Post by Charles McIntyre, UCSC. The UC NeXt group, an ITLC subcommittee, wants to discover and connect the pockets of innovation and collaboration across UC. We have a survey so all UC IT staff can participate and share their success stories and lessons learned.
Yes, there are prizes! Each week for three weeks we are randomly drawing winners from the respondents. Two this week, three next week, and four the last week. The prize is tickets to the annual UC Computing Services Conference (UCCSC). We’ll also be reading all the entries and highlighting our favorite ones on this blog.
The first drawing winner is Chris Thompson, UCLA. Congratulations, Chris, and see you at the UCCSC.
We picked the Cloud Archival Storage Service (CASS), also at UCLA, as our favorite innovative solution. It’s a cost-effective, simple, and enterprise-grade solution to a common operational requirement for backups. I asked Scott Friedman, primary CASS engineer, a few questions:
What was the driver for this solution?
Affordable storage. Originally, it was meant to be for research purposes but it turns out everyone needs storage. Affordability and flexibility.
CASS is really Cloud NAS – cloud network attached storage – and it turns out this is something that many people at UCLA, and now a few other places around UC, need and want. We wanted an enterprise-level system so we used our buying leverage from doing HPC for so long to build something at a cost that allows us to approach Amazon Glacier pricing.
How did you come to this specific architecture?

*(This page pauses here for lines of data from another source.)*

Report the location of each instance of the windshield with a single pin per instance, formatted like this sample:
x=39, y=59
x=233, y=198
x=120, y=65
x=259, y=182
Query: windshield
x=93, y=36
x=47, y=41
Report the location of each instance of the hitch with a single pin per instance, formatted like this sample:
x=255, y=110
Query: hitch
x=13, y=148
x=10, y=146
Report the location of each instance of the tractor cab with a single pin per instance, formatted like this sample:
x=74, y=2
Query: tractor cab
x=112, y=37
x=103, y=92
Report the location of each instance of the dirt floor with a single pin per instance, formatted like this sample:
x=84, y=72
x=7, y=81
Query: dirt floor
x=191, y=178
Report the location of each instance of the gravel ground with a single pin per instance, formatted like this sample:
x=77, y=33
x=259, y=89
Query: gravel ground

The system needed to be enterprise grade, resilient to failure, and as automated as possible. Resilient to failure is essential because we need to minimize our support exposure to keep costs low. This way we can have a failure and the system keeps running and no one (users) even notices. It allows us to batch up any repairs and make them on the system live (most of the time) so we have very little downtime. Automation is important for the same support reasons – the more that’s automated, the more consistent the system is, and the less twiddling we have to do.
What factors contributed to your success?

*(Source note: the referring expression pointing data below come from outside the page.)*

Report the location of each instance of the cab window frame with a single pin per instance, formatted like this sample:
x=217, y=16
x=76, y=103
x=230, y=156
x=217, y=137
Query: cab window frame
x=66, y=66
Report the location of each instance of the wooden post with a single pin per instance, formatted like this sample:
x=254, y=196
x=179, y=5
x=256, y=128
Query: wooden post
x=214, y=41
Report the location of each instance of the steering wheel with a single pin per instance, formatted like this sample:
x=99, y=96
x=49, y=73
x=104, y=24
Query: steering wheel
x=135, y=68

The flexibility expressed by the administration here at UCLA. The provost asked for entrepreneurial solutions. We needed seed funding (a loan) to get this going and they came through. We needed tiered rates (because that’s what we all expect) and they accommodated us. Another is the goodwill of the research and IT staff that are using CASS. Also, CASS is completely self-funded. That gives it longevity – necessary for a system that is, at least in part, meant to be archival.
I am currently looking into setting up a DR solution to go with CASS. Right now all data is stored at UCLA in two separate data centers. Many southern California folks would like to get their data “up north” and, potentially, vice versa. We are also working with UCLA Health and the medical school on HIPAA compliance (you can use CASS now for HIPAA, it’s just more complicated). Finally, I am working on options so that remote (non-UCLA) users can use CASS better through system optimizations to improve throughput and hide latency.